3. Audit Logging — `governance/audit_logger.py`

High-risk AI system providers are required to design systems that automatically log relevant events across the system lifecycle.

# governance/audit_logger.py
"""
Audit logging module

Record all operations of AI systems.
Complies with EU AI Act Article 12 (record keeping).
"""
import json
import time
from datetime import datetime
from pathlib import Path
from dataclasses import dataclass, asdict
from enum import Enum


class EventType(Enum):
    QUERY = "query"
    SEARCH = "search"
    GENERATION = "generation"
    SECURITY_BLOCK = "security_block"
    QUALITY_CHECK = "quality_check"
    ERROR = "error"
    HUMAN_REVIEW = "human_review"


@dataclass
class AuditEvent:
    event_id: str
    timestamp: str
    event_type: str
    system_id: str
    user_id: str
    input_summary: str    # Summary of input (no PII)
    output_summary: str   # Summary of output
    metadata: dict
    duration_ms: float


class AuditLogger:
    """
    Audit logger class.
    Records all AI operations to a JSONL file.
    """

    def __init__(self, log_file: str = "governance/audit_log.jsonl"):
        self.log_file = Path(log_file)
        self.log_file.parent.mkdir(exist_ok=True)

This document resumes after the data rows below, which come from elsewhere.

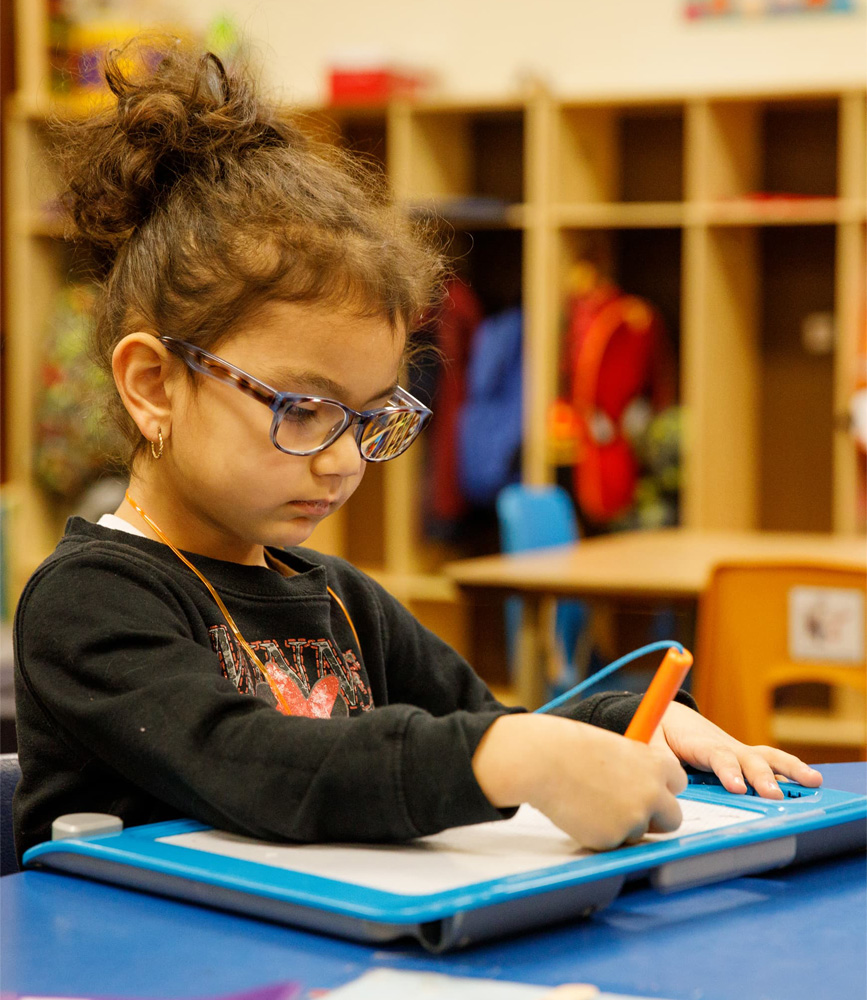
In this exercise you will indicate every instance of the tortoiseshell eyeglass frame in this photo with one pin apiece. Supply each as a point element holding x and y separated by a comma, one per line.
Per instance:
<point>278,402</point>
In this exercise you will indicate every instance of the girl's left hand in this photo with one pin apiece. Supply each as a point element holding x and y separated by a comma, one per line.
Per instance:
<point>697,741</point>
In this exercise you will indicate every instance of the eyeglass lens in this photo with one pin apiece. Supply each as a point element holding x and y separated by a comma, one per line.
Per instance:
<point>306,426</point>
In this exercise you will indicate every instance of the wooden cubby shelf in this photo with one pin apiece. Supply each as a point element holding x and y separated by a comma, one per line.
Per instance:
<point>738,215</point>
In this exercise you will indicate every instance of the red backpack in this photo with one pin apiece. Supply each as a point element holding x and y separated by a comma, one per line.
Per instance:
<point>618,351</point>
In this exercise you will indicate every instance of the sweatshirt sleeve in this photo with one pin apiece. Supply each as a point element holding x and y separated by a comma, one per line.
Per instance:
<point>110,659</point>
<point>423,670</point>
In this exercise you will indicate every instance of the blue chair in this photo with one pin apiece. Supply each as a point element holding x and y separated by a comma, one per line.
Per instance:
<point>10,772</point>
<point>538,517</point>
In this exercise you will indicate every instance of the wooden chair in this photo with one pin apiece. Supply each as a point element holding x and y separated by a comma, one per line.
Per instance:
<point>765,626</point>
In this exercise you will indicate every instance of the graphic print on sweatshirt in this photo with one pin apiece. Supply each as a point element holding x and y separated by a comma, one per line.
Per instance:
<point>314,678</point>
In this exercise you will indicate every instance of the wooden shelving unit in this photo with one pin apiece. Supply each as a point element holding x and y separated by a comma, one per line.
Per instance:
<point>661,193</point>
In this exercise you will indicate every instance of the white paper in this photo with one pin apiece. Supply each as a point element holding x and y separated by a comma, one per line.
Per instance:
<point>826,623</point>
<point>394,984</point>
<point>449,860</point>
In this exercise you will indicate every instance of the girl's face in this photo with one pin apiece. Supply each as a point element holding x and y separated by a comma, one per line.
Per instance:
<point>233,490</point>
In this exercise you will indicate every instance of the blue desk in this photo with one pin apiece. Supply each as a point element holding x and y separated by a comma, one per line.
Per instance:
<point>799,934</point>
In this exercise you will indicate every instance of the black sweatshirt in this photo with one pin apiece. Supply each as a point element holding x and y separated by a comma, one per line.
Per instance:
<point>133,698</point>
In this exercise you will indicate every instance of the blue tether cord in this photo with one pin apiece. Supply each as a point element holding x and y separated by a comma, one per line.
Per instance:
<point>610,669</point>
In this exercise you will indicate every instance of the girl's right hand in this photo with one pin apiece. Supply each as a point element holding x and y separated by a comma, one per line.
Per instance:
<point>597,786</point>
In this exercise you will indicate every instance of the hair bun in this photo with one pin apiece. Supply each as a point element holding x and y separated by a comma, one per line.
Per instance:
<point>179,114</point>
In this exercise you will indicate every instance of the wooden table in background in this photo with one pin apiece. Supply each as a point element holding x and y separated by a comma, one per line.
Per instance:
<point>673,564</point>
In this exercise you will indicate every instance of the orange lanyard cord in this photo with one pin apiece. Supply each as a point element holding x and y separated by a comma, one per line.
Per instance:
<point>346,615</point>
<point>231,621</point>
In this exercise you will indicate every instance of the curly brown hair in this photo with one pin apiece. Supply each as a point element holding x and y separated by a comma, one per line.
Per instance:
<point>200,201</point>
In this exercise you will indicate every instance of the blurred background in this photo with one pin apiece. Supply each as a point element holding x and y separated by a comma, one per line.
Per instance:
<point>682,183</point>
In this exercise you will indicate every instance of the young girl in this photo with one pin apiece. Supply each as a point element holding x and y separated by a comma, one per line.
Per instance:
<point>184,657</point>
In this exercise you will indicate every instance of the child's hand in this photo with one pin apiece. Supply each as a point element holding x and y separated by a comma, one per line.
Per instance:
<point>697,741</point>
<point>598,787</point>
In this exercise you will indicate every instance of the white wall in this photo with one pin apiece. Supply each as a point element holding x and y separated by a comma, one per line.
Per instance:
<point>482,47</point>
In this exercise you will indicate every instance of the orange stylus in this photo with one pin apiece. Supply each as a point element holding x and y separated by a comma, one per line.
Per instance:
<point>664,686</point>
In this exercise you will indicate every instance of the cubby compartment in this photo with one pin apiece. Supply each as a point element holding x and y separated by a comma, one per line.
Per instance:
<point>796,387</point>
<point>619,154</point>
<point>642,262</point>
<point>466,161</point>
<point>772,149</point>
<point>491,261</point>
<point>761,383</point>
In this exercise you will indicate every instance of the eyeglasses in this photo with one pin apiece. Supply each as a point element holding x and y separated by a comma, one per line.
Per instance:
<point>306,425</point>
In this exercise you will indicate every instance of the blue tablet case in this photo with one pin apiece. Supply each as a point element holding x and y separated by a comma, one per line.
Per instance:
<point>808,824</point>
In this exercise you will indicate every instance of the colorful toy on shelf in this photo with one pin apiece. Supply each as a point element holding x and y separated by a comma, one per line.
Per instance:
<point>620,370</point>
<point>73,444</point>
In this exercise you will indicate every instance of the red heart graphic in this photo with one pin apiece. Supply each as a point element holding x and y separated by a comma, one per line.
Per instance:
<point>320,702</point>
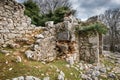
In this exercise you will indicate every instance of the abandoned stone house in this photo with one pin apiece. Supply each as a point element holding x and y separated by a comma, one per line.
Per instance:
<point>49,42</point>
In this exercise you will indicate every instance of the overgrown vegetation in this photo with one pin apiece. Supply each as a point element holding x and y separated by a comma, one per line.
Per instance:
<point>32,10</point>
<point>92,29</point>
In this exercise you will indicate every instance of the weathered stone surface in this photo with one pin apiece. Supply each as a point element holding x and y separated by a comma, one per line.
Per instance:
<point>63,36</point>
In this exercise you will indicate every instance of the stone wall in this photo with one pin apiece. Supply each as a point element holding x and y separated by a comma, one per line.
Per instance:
<point>89,48</point>
<point>13,23</point>
<point>53,42</point>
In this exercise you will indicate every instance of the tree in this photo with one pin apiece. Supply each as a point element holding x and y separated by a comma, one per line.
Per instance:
<point>32,10</point>
<point>111,18</point>
<point>55,10</point>
<point>52,5</point>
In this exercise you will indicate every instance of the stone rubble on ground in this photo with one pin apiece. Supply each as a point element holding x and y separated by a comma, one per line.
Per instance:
<point>26,78</point>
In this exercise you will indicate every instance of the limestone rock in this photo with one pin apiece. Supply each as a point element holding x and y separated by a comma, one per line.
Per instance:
<point>39,36</point>
<point>18,59</point>
<point>46,78</point>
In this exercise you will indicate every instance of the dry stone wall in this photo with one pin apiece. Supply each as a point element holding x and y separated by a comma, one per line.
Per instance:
<point>55,41</point>
<point>13,23</point>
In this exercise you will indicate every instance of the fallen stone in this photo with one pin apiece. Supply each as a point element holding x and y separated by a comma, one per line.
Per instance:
<point>18,59</point>
<point>111,75</point>
<point>61,76</point>
<point>29,54</point>
<point>29,78</point>
<point>39,36</point>
<point>46,78</point>
<point>14,78</point>
<point>21,78</point>
<point>83,76</point>
<point>103,70</point>
<point>4,51</point>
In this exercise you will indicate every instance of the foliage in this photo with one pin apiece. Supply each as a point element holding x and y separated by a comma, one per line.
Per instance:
<point>56,16</point>
<point>92,29</point>
<point>32,10</point>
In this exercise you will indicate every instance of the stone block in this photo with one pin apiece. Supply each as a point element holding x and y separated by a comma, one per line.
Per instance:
<point>63,36</point>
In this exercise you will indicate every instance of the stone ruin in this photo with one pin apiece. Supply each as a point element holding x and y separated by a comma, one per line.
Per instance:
<point>55,40</point>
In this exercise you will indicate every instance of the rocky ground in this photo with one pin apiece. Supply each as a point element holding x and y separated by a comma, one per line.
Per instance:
<point>15,66</point>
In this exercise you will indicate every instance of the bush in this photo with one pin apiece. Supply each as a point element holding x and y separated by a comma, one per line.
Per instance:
<point>32,10</point>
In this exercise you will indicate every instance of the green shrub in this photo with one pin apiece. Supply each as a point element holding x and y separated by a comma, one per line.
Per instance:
<point>32,10</point>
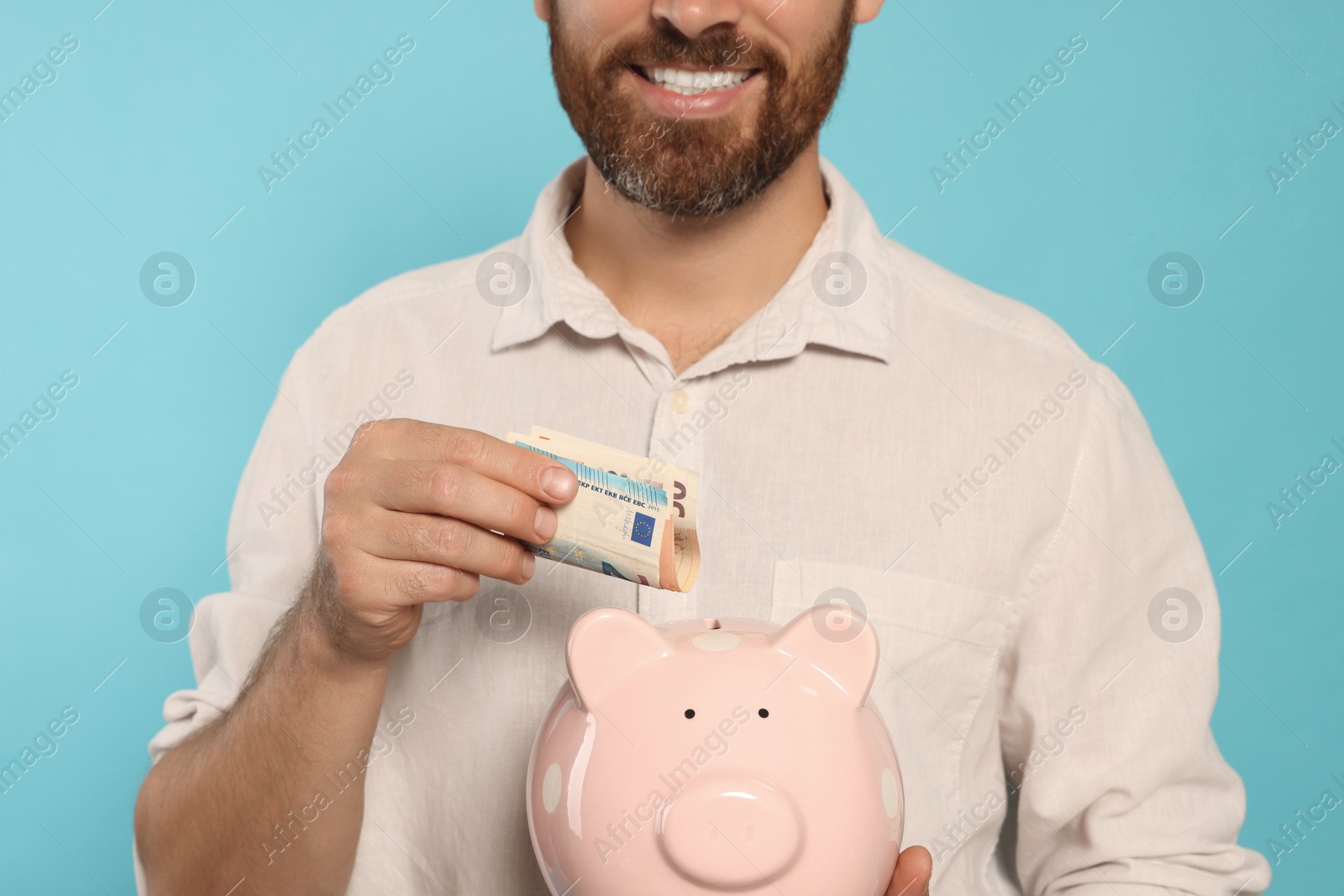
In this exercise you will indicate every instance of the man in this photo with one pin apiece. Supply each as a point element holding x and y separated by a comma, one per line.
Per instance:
<point>705,289</point>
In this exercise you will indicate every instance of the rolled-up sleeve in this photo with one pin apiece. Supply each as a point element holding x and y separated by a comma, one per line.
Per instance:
<point>272,544</point>
<point>1108,688</point>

    def _generate_event_id(self) -> str:
        return f"evt_{int(time.time() * 1000)}"

    def log(
        self,
        event_type: EventType,
        system_id: str,
        user_id: str,
        input_summary: str,
        output_summary: str = "",
        metadata: dict = None,
        duration_ms: float = 0.0,
    ) -> AuditEvent:
        event = AuditEvent(
            event_id=self._generate_event_id(),
            timestamp=datetime.now().isoformat(),
            event_type=event_type.value,
            system_id=system_id,
            user_id=user_id,
            input_summary=input_summary[:200],
            output_summary=output_summary[:200],
            metadata=metadata or {},
            duration_ms=duration_ms,
        )

        with open(self.log_file, "a", encoding="utf-8") as f:
            f.write(json.dumps(asdict(event), ensure_ascii=False) + "\n")

        return event

    def get_recent_events(self, n: int = 10) -> list[AuditEvent]:
        if not self.log_file.exists():
            return []

        events = []
        with open(self.log_file, "r", encoding="utf-8") as f:
            for line in f:
                if line.strip():
                    data = json.loads(line)
                    events.append(AuditEvent(**data))

        return events[-n:]

    def generate_compliance_report(self) -> dict:
        """Generate an EU AI Act compliance report."""
        if not self.log_file.exists():
            return {"error": "No audit log found"}

        events = []
        with open(self.log_file, "r", encoding="utf-8") as f:
            for line in f:
                if line.strip():
                    events.append(json.loads(line))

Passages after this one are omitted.